Joe Bove is a longtime Rockford business owner, who currently serves as the president of Southwest Ideas for Today and Tomorrow (SWIFTT), a non-profit focused on promoting economic development on the city’s southwest side.

Bove worked closely with McNamara for years and says area businesses flourished during his time as mayor.

“If I ever picked up the phone or wanted anything, all I had to do was call him. And he talked to you. He wasn’t ever too busy to talk to you. And I think that’s a big thing as a mayor,” he said.

Bove says McNamara’s death is a big loss for Rockford.

“It’s hard to put words together when somebody like that passes. Just a good man,” he said.

Louis Malone is the pastor for St. Luke’s Missionary Church and a former president of the Rockford Ministers’ Fellowship.

He says McNamara went out of his way every year to attend the group’s annual celebration of Martin Luther King Jr., even after he left office.

Malone says he was especially impressed by how McNamara made himself available to everyone.
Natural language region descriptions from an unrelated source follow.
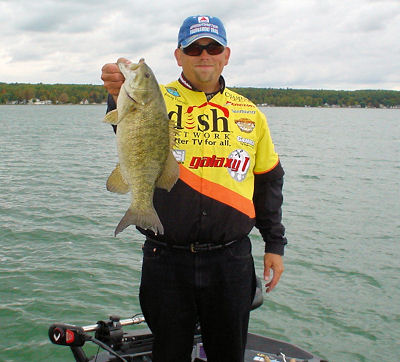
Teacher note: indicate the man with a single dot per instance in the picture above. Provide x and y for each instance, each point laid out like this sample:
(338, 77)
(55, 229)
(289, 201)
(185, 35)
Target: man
(231, 179)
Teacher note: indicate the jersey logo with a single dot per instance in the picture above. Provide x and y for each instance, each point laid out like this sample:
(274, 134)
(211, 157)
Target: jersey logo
(173, 91)
(245, 125)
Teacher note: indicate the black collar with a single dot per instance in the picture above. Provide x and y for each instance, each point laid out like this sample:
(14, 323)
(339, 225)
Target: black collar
(185, 82)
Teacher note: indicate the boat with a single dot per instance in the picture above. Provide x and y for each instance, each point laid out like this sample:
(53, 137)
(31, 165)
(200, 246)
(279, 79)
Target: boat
(136, 345)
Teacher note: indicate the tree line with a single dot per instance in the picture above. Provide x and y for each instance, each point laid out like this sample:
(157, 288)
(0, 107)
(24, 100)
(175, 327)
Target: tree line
(321, 98)
(23, 93)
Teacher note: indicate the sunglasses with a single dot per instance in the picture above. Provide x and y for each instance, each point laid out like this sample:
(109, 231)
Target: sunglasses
(195, 50)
“He said to me ‘Louis, my doors are always open for you if you need to talk to me about anything’. He said just come down and my secretary will get you in, you don’t need an appointment. That’s the kind of relationship he had with the Rockford Ministers Fellowship,” Malone said.

Starting today through October 8th, City Hall and the Morgan Street Bridge will be lit in multiple colors in commemoration of John McNamara and the city’s diversity.